Putting aside that comment (while noting that its veracity is unproven), the truth remains that an accusation of “sedition” is chilling and terrifyingly old-school. But, yes, present-day law allows a person to be charged with the not-so-retro crime.
“Sedition is only mentioned in one section of the United States Code,” Norman Cairns, a spokesperson for the U.S. Attorney’s office in Albuquerque told the Alibi. “…[T]he sedition that’s listed there is basically a plot to violently overthrow the United States government by force. Based on the plain statutory language, sedition always seems to imply the use of force or a conspiracy to use force. The penalty is a $250,000 fine and up to 20 years in prison.”
Given that Berg’s letter clearly does not advocate violent revolution, one would think the nurse had no reason for further concern. That isn’t the case. The fascist feds apparently have succeeded in frightening the poor woman into silence, even though she does have the right to free speech. Berg reportedly is afraid to talk with media about her experience. According to Peter Simonson, executive director of New Mexico’s ACLU, Berg is “scared for her job” and “pretty emotionally distressed.”
So the matter is not over.
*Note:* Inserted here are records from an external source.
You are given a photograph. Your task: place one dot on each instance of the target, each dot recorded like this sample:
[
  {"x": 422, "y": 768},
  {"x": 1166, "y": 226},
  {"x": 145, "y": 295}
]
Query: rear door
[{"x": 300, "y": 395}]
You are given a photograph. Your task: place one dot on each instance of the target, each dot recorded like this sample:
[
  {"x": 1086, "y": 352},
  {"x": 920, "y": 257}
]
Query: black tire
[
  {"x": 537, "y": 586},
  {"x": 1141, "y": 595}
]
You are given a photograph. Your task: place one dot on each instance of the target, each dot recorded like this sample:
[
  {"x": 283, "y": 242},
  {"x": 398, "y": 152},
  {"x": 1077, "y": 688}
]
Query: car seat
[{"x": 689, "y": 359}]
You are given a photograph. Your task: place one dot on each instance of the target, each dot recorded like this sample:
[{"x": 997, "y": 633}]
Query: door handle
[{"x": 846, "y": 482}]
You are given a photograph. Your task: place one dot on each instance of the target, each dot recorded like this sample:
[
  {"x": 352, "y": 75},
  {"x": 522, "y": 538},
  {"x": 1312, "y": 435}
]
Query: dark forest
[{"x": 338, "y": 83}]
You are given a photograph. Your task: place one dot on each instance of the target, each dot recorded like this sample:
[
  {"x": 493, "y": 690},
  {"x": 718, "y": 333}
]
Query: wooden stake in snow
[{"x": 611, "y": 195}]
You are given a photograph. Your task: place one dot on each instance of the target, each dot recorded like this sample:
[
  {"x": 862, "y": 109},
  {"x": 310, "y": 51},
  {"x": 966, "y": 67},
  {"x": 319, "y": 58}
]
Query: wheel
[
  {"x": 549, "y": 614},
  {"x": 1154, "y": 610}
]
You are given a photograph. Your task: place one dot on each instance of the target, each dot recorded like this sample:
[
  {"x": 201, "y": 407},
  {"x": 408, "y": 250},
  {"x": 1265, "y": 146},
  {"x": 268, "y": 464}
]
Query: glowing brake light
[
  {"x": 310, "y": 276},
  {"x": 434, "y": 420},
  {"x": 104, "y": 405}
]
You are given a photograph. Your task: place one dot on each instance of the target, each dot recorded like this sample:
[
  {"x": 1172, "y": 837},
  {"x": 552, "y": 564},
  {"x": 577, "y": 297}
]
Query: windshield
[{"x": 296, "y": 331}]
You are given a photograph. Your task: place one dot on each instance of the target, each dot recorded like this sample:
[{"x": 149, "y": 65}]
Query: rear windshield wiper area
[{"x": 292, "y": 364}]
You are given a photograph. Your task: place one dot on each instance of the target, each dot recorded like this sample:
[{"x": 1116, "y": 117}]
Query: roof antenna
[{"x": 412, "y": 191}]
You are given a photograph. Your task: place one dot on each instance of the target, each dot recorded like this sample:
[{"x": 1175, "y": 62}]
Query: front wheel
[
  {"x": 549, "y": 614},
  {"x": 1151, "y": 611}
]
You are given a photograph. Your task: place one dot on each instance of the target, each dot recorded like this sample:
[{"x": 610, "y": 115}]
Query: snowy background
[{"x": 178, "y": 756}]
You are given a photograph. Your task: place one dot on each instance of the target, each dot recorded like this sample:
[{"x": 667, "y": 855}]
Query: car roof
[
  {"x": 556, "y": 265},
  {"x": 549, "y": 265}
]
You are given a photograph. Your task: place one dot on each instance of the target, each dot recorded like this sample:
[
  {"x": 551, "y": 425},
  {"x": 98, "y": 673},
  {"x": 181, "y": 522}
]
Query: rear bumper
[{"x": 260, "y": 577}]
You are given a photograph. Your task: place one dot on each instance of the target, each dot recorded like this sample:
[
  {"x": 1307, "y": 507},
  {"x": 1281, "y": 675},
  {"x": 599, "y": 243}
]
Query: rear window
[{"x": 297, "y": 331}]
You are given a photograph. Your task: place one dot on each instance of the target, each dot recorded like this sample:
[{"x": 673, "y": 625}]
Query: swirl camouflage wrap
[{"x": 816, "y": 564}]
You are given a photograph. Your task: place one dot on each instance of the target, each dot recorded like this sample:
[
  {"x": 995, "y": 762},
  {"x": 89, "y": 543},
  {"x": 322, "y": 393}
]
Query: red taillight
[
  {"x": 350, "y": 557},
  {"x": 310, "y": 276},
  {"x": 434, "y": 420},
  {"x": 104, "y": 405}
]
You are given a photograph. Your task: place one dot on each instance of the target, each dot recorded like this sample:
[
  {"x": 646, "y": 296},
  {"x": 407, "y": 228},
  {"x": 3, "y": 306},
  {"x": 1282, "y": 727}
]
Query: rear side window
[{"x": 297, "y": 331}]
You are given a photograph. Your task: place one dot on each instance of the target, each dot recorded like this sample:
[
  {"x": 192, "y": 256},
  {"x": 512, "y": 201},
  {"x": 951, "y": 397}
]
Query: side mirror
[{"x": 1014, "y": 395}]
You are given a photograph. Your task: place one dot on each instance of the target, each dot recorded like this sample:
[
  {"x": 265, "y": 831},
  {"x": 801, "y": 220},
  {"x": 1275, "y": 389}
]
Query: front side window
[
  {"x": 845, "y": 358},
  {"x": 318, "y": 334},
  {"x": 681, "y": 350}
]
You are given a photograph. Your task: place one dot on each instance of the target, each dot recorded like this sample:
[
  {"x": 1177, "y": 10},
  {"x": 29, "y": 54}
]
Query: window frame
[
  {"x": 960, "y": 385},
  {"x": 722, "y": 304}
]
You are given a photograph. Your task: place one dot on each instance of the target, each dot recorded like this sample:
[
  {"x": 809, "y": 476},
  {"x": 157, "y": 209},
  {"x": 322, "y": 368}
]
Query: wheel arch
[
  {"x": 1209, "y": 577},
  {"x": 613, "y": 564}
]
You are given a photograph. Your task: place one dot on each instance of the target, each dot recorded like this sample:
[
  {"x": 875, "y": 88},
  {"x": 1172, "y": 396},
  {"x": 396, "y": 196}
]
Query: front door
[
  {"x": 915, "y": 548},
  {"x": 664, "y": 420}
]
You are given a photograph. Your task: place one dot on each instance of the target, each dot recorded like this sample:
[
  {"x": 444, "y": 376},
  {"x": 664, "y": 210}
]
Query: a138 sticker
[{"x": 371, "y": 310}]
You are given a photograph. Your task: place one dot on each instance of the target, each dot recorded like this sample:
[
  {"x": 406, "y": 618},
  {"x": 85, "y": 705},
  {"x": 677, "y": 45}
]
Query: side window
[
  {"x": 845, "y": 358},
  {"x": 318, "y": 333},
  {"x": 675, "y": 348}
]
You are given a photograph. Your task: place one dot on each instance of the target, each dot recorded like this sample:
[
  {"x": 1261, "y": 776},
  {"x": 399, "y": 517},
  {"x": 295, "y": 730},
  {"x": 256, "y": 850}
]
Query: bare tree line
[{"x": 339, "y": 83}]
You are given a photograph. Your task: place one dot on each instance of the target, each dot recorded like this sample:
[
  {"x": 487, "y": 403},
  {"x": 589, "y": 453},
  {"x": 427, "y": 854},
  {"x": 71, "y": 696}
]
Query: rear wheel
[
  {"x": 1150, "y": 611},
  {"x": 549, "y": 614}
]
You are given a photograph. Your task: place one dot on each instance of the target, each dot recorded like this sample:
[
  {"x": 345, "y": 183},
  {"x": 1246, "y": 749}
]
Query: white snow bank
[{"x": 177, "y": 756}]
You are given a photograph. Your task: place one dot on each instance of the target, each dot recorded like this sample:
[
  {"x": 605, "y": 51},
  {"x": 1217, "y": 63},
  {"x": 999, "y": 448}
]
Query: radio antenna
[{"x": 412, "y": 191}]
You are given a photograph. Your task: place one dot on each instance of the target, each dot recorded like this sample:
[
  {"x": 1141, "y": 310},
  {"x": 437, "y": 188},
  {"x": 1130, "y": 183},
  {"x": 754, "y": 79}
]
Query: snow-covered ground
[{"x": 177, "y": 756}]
The ACLU, according to The Progressive, “has filed a Freedom of Information Act request for documents relating to this incident.”
And it is asking “at the very least” that Berg “receive a public apology from Mr. Hooker to remedy the unconstitutional chilling effect on the speech of VA employees that has resulted from these intimidating tactics,” according to a letter from the New Mexico ACLU to the VA’s Office of Regional Counsel.
Sen. Jeff Bingaman (D-NM) defended Berg in a Feb. 7 letter to Secretary of Veterans Affairs R. James Nicholson. “In a democracy,” he wrote, “expressing disagreement with the government’s actions does not amount to sedition or insurrection — it is, and must remain, protected speech.”
Indeed true. But who knows? This is Dubya Bush’s Amerikkka, which follows in the footsteps of a regrettably right-wing John Adams. So-called leaders can grant themselves new powers at any time. Justice and liberty are under siege courtesy of a Patriot Act that resembles the Alien and Sedition Acts John Adams regretted enacting. Federal employees work under a cloud of repression and fear. And you, dear dissenter, are, in right-wing eyes, either with the Bushites or with the terrorists.